Здоровых нет

Михаил Богов
       Вначале девяностых осенью устраиваюсь на работу в аэропорт. Отдел кадров выдаёт направление на медосмотр. Кадровики аэропорта настойчиво обращают моё особое внимание на две новые графы в документе, которые появились по указанию свыше совсем недавно – отметки наркотического и психиатрического диспансеров о состоянии на учёте. Это замечание особого беспокойства у меня не вызвало, поскольку ни в одном из указанных выше скорбных заведений на учёте я никогда не состоял.
       На следующий день я уверенно и очень оперативно прошел общую медкомиссию по сценарию – жалобы есть? – жалоб нет, быстренько взял справку из наркологического диспансера и отправился на улицу, названную в честь величайшего мозговеда Бехтерева, в гости к психиатрам.
       В регистратуре находились несколько медсестёр, которые неторопливо копались в карточках пациентов, измученных душевными хворями.

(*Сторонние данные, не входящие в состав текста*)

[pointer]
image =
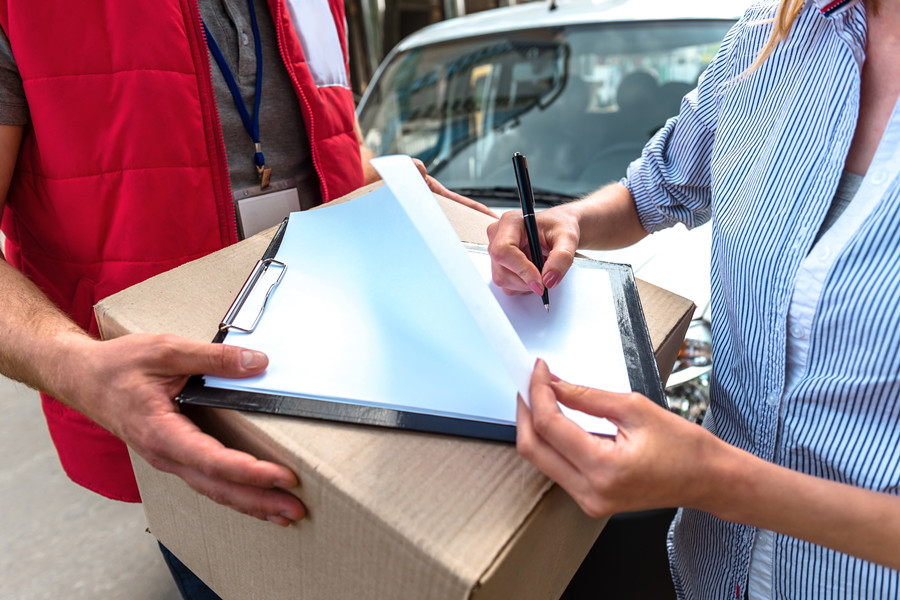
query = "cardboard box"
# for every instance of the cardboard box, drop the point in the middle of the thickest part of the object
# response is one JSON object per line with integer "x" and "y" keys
{"x": 392, "y": 514}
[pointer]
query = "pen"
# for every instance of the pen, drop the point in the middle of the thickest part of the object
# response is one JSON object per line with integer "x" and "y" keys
{"x": 526, "y": 196}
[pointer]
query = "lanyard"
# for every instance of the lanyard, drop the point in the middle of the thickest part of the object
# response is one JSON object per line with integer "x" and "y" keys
{"x": 251, "y": 125}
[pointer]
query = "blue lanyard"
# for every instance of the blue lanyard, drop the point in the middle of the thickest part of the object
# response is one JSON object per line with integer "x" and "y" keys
{"x": 251, "y": 125}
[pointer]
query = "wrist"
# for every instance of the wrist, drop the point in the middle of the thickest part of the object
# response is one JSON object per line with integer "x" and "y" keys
{"x": 68, "y": 364}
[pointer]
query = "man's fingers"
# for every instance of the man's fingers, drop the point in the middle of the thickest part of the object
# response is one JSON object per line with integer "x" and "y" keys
{"x": 228, "y": 476}
{"x": 173, "y": 355}
{"x": 579, "y": 447}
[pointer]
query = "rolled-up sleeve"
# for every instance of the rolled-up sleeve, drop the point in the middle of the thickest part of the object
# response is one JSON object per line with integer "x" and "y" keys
{"x": 13, "y": 105}
{"x": 670, "y": 182}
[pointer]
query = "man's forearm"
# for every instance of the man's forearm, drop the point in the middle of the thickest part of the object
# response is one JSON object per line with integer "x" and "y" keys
{"x": 32, "y": 329}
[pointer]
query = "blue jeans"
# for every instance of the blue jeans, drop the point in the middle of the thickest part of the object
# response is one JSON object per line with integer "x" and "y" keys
{"x": 190, "y": 586}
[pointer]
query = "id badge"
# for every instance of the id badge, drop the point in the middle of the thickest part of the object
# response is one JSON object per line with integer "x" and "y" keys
{"x": 258, "y": 213}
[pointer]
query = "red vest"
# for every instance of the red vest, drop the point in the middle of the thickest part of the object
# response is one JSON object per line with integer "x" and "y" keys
{"x": 122, "y": 171}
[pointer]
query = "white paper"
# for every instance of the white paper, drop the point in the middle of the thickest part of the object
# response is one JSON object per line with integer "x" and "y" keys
{"x": 372, "y": 311}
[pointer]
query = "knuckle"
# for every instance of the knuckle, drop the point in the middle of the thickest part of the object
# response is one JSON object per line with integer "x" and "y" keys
{"x": 592, "y": 507}
{"x": 218, "y": 496}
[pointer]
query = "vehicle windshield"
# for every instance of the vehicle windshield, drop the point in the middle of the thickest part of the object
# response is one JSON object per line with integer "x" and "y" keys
{"x": 579, "y": 102}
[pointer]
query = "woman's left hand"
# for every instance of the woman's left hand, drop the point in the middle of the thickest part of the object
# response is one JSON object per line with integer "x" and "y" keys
{"x": 651, "y": 463}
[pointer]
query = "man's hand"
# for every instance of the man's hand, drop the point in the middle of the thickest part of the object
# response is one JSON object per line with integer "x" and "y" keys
{"x": 438, "y": 188}
{"x": 127, "y": 385}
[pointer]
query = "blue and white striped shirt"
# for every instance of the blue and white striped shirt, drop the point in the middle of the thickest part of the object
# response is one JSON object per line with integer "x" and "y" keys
{"x": 761, "y": 156}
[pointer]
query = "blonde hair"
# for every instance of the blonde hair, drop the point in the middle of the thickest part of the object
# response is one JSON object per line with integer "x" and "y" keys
{"x": 788, "y": 11}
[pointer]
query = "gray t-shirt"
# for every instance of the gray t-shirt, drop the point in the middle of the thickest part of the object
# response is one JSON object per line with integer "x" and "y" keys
{"x": 283, "y": 136}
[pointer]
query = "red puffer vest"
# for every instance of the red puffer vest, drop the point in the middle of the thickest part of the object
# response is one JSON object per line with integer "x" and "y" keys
{"x": 122, "y": 172}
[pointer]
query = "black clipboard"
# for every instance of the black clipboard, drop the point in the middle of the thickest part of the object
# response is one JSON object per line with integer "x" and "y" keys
{"x": 637, "y": 348}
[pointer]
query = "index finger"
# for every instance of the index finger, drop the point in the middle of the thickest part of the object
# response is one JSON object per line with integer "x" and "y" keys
{"x": 564, "y": 435}
{"x": 511, "y": 269}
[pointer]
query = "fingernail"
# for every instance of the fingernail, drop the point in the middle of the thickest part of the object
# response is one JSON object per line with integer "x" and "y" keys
{"x": 278, "y": 520}
{"x": 250, "y": 359}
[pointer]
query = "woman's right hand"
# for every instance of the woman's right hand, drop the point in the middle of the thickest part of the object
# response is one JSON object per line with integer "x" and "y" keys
{"x": 511, "y": 270}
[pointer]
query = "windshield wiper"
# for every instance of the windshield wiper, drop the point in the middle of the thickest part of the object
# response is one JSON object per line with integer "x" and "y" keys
{"x": 541, "y": 196}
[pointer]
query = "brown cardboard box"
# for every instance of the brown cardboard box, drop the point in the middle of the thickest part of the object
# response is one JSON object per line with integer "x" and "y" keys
{"x": 392, "y": 514}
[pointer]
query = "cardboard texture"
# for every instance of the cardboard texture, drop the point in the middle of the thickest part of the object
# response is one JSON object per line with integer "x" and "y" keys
{"x": 392, "y": 513}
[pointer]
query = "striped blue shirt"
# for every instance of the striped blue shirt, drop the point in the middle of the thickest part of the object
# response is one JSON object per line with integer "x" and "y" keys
{"x": 761, "y": 156}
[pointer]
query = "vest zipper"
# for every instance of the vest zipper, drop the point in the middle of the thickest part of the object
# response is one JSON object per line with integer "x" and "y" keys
{"x": 314, "y": 151}
{"x": 220, "y": 154}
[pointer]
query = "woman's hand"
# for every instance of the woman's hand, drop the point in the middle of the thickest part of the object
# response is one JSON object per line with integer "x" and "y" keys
{"x": 649, "y": 464}
{"x": 511, "y": 269}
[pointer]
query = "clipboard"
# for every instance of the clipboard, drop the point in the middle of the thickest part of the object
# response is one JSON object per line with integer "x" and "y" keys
{"x": 637, "y": 349}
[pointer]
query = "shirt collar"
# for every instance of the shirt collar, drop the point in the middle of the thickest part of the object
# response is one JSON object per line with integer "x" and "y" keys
{"x": 830, "y": 8}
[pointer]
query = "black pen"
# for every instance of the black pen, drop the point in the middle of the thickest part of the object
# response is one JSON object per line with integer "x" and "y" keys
{"x": 526, "y": 196}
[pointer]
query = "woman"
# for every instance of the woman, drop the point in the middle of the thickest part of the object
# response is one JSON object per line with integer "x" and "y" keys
{"x": 791, "y": 146}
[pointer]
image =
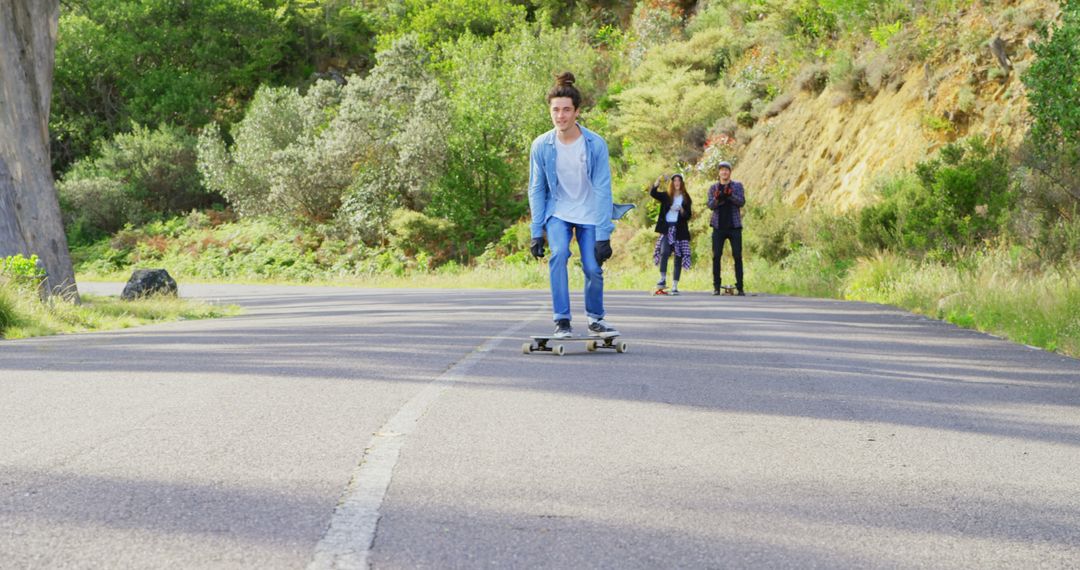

На боевом посту в окошке прозрачной конуры возвышалась довольно крупная женщина совершенно непонятного на первый взгляд возраста, с уникальным взглядом на мир.
        Правый её глаз угрюмо и неподвижно смотрел мимо тебя в правый угол, левый же всё время непрерывно перемещался с твоего лица на потолок и обратно, как будто бы пристально следил за стремительно летающей по этому маршруту неутомимой мухой. На выдающейся переносице находились огромные очки в толстой роговой оправе.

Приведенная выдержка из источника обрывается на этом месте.